The STEAMonEdu consortium has created the Policy Influence Toolkit – a set of tools and methods to develop policy influence strategy and implement advocacy work at local, regional, national and European levels. It is aimed at the consortium partners to support them in fostering the uptake of STE(A)M education in Europe, to establish reliable and structured methodologies to advocate for a specific policy change and conduct an overarching action addressing key stakeholders and wielding policy influence.
The main idea is to enable teachers, educators, authorities, policy makers and education and training providers involved in the project implementation to improve their outreach and services in lifelong guidance, training, mentoring and STE(A)M competence assessment and validation. Within this tool, cross-sectoral partnerships are promoted at local, regional, national and European level, at it serves as a guide for designing and implementing STE(A)M education policies adapted to local needs within the limits of a national framework.

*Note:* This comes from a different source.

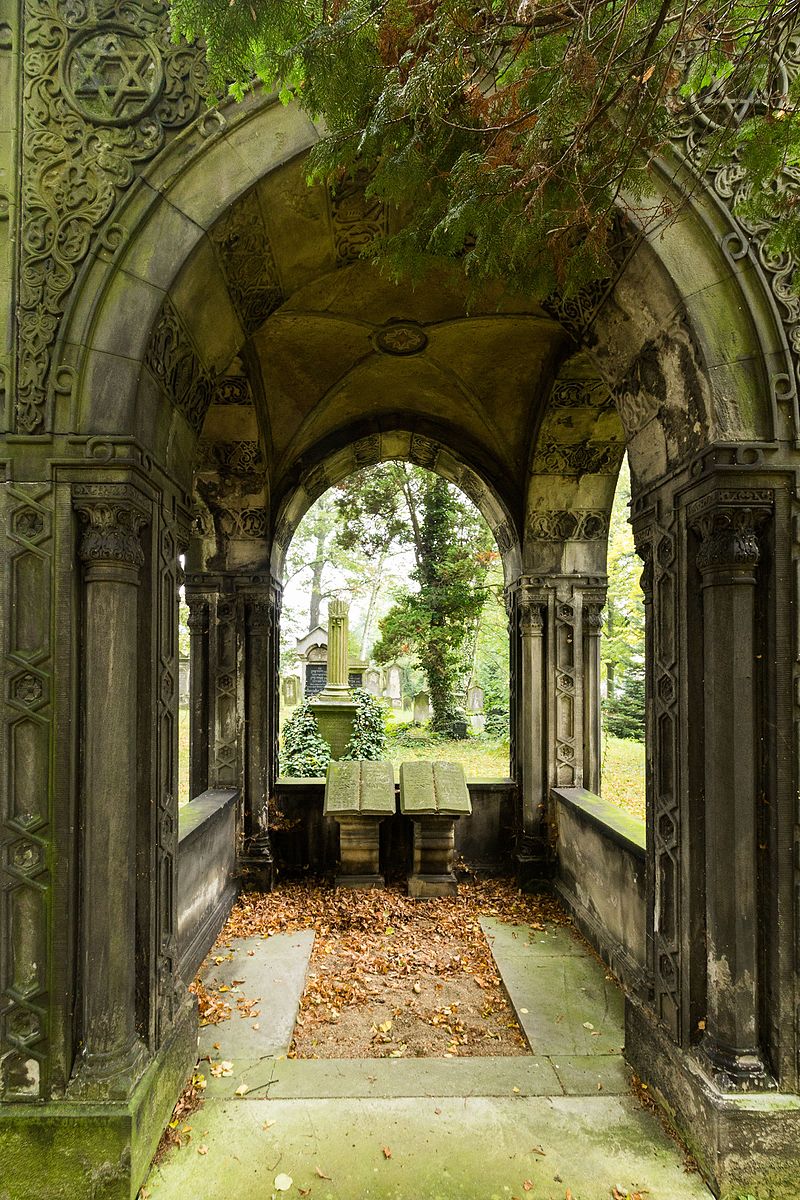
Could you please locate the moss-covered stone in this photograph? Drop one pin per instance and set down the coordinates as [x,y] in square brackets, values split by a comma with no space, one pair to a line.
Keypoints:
[80,1151]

The STEAMonEdu partners provided their inputs throughout a questionnaire where they identified the key elements they use or plan to use in order to run their advocacy campaigns.
In order to develop this Policy Influence Toolkit and support partners in advocacy work, a series of five online capacity building sessions were delivered by the project partner ALL DIGITAL, each one focusing on a different layer and scenario, with the purpose of supporting project partners to develop and consolidate their policy-making strategy and to ensure a transversal action across Member States involved in the action. These sessions were specifically conceived to provide clear insight to consortium partners on how the institutions operate and define which role each organisation can play when learning to put pressure on their own government and policy makers. The first two sessions focused on the key aspects and actors of policy making activity in general and influencing policy at European level. The third session discussed the activities at local level. The forth session was devoted to effective advocacy practice at national level, and the last session was centered on the most important aspects of effectively communication, including the tools for delivering advocacy messages, engaging policy makers and key stakeholders.
The STEAMonEdu partners have selected some key policy actors, according to the local, regional, national or international state of the art. They are school managers and directors of both formal and non-formal education, educators and trainers, and, of course, policy makers and authorities and employers (education sector employers, business employers, public sector employers).
Policy influence practices and tools, combined with capacity building activities, are key pillars of the Policy Influence Toolkit within the STEAMonEDU project. Thus, the guide presents the main procedures and tools currently available in order to exert policy influence in the relevant policy-making environments.
The focus is on the advocacy and policy making tools and methodologies identified for the STEAMonEdu project, to trigger specific and tailor-made actions in order to maintain the attention high and on the spot for STE(A)M Education, and conduct advocacy activity at European, national, regional and local level, to ensure a trans-national and structured action addressing the relevant policy making environments. The tools and practices must enable the STEAMonEdu project to effectively advocate at local/regional, national and European level.